| 要旨トップ | 目次 | 日本生態学会第72回全国大会 (2025年3月、札幌) 講演要旨
ESJ72 Abstract


一般講演(ポスター発表) P2-033  (Poster presentation)

クズの花粉サイズと種子生産は標高によって異なるか?【A】【O】
Do pollen sizes and seed production in Pueraria lobata differ depending on altitudes?【A】【O】

*中村結和, 鈴木準一郎(東京都立大学)
*Yuna NAKAMURA, Jun-Ichirou SUZUKI(Tokyo Metropolitan University)
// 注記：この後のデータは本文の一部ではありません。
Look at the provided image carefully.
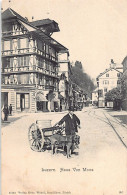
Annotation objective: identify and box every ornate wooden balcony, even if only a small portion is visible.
[1,47,58,63]
[1,65,59,78]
 植物の繁殖は次世代個体の定着を左右し、繁殖形質はある種の環境勾配に応答することがある。これまでの研究の多くでは、受粉から結実、発芽など受粉後のイベントに注目してきた。一方で、配偶子融合以前の花粉形成も繁殖の成否に影響するにもかかわらず、知見の蓄積が乏しい。本研究では、平地では非常に多いが、標高1000 m程度以上の産地にはほとんど分布しないクズ(Pueraria lobata)を材料に、その花粉形成と種子生産の標高による変化を解析した。平地から分布標高の上限付近で花粉と種子を採集し、その形質を定量的に比較した。
 東京都西多摩郡奥多摩町の鋸山林道と風張峠付近で、花期の2023年と2024年9月に6個体から花を採集した。グリセリンゼリー法で花粉を封入したプレパラートにて花粉サイズ(顕微鏡下で花粉粒の最大内接円の直径)を計測した。また、結実期の2023年11月と2024年12月には15個体から種子を採集し、種子重量などを計測した。
 2024年の結果から、個体あたりの花粉サイズの平均値には標高による明瞭な変化は見られなかった。個体あたりの全種子に対する充実種子の割合は大きくばらつき、標高に対する明瞭な変化は見られなかった。高標高では充実種子重量の個体あたりの平均値が小さい傾向は見られたが、統計的には有意でなかった。2023年の結果も同様だった。また、標高を問わず豆果にはハモグリバエsp.の蛹が見られた。
 以上より、今回のサンプルの範囲では、標高による花粉サイズと種子生産に顕著な変化は見られなかった。一方で、充実種子の重量は変化する可能性が示唆された。とくに花粉サイズに関してはサンプリングサイズを増やし、種子についても採集地域を広げて、さらに検討する必要がある。